To railway history buffs British Columbia’s worst railway disaster is known as the Canoe River train wreck; to lawyers studying Canadian legal precedent, it’s the Canoe River case. Neither sobriquet even hints of the fact that it was the Korean War, then raging, that precipitated this tragedy...

November 1950. For the third time in less than half a century, Canada was at war, this time in Korea. This time, it was different only in that it was called a police action; but all the inevitable horrors of human conflict were at full play and all the resources of the Canadian government were called upon to meet our commitments to the UN.

Caught almost flat-footed in peacetime with only a rump of a professional army left from the Second World War, just five years earlier, a call was put out for volunteers. Thousands responded and began training at Camp Shilo, Manitoba, Wainwright, Alberta, and Fort Lewis, Wash.

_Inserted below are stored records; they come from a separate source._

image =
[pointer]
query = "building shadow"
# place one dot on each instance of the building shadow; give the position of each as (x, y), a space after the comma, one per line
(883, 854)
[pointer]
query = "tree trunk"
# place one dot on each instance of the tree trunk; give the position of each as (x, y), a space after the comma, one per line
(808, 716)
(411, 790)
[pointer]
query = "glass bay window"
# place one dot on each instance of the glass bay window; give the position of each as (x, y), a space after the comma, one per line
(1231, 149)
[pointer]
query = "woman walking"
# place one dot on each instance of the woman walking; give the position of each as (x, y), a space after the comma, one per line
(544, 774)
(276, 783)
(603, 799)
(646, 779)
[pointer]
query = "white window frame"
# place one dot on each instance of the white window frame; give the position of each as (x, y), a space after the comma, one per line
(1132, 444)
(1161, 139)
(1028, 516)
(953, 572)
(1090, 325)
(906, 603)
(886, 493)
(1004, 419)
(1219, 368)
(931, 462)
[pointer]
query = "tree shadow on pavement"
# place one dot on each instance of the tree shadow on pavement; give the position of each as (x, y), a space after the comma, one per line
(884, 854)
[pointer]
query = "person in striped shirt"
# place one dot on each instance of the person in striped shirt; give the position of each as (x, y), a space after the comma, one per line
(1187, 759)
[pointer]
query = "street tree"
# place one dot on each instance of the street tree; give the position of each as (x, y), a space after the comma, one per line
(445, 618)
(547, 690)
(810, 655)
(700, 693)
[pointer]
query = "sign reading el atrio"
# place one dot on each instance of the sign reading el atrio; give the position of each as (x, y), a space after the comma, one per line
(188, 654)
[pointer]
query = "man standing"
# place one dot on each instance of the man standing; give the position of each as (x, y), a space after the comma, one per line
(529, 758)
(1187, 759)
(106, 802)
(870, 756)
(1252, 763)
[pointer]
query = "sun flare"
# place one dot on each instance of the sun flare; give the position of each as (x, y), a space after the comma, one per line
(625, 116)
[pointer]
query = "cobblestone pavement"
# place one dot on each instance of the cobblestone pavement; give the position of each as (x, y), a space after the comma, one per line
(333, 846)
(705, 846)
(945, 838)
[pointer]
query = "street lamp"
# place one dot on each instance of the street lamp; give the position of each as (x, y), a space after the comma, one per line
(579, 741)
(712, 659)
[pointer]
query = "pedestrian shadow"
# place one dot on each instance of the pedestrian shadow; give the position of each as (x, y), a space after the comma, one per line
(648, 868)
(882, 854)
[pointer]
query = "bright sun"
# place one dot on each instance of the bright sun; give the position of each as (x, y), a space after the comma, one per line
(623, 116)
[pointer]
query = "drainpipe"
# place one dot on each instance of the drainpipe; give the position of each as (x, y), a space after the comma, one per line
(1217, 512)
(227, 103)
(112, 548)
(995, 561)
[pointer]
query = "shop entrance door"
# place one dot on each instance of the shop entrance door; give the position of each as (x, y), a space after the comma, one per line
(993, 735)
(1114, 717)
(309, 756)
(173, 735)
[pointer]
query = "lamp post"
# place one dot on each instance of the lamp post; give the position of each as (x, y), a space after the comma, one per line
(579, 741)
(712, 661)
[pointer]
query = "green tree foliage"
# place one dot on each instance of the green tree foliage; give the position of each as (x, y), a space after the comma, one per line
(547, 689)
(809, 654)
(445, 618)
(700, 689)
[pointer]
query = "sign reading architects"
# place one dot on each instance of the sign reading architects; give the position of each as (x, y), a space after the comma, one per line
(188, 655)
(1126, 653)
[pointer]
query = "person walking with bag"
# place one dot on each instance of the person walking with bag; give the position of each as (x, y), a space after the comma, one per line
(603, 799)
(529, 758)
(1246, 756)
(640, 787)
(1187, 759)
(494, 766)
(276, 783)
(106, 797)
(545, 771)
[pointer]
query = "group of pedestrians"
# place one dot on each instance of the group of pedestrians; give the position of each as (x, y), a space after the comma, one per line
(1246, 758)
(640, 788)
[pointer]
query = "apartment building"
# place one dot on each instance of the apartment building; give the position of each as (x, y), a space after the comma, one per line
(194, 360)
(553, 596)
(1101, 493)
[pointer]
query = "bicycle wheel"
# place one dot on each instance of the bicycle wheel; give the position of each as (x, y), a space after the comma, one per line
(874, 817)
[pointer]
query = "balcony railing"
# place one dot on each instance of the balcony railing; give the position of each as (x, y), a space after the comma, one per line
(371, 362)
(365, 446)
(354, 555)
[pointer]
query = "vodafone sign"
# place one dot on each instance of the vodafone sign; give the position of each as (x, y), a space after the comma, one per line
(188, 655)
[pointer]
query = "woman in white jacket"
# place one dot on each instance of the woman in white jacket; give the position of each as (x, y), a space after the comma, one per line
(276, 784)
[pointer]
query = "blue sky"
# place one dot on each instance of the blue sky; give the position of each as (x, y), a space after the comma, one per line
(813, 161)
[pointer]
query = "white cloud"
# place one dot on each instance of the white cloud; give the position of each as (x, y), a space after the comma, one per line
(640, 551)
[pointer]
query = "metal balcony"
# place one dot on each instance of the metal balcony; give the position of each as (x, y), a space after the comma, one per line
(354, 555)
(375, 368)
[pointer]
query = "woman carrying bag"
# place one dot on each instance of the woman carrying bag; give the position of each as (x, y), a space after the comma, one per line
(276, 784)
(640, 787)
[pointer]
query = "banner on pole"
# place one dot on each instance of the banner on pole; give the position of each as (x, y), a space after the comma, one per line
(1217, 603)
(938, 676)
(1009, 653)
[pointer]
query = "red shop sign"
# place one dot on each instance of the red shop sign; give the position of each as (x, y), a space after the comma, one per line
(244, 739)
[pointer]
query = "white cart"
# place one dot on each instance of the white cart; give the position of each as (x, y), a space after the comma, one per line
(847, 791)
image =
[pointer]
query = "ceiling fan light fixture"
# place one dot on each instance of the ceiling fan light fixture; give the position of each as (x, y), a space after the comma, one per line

Nov. 21, 1950, 23 officers and 315 men of the 2nd Regiment of the Royal Canadian Horse Artillery were heading from the Prairies to the coast to embark for Korea, all packed into 17-car west-bound Passenger Extra 3538. At mid-morning, having crossed into British Columbia on the CNR transcontinental mainline, it approached Canoe River, near Valemount in the Rockies and began to ascend a long, winding curve — as, from the opposite direction, the 11-car Vancouver-Montreal Continental Limited entered the same loop, on a downward grade. As fate would have it, this 180-mile-long stretch of mountainous track was the only part of the CNR mainline in that region not protected by automatic block signals.

From a nearby embankment, a forestry worker saw the impending collision and tried to warn the Continental by frantically waving, only to get a friendly wave in return. There was no further warning, no chance even to begin to brake before the locomotives met head-on, killing both engineers and firemen in a screaming meshing of opposing steel and sparks, splintering wood and, worst of all, escaping steam.

The locomotive of the troop train was lifted up and over its tender to come down atop the second car, crushing it. The effect on the other wooden passenger coaches was equally catastrophic. Positioned as they had been between heavier steel cars, the resulting effect was not unlike that of their suddenly being squeezed like a concertina. Some cars imploded, some were upended and pitched from the tracks in a screaming of grinding metal and wood and glass and scalding hot steam that seared then froze the flesh in the -18 C temperature.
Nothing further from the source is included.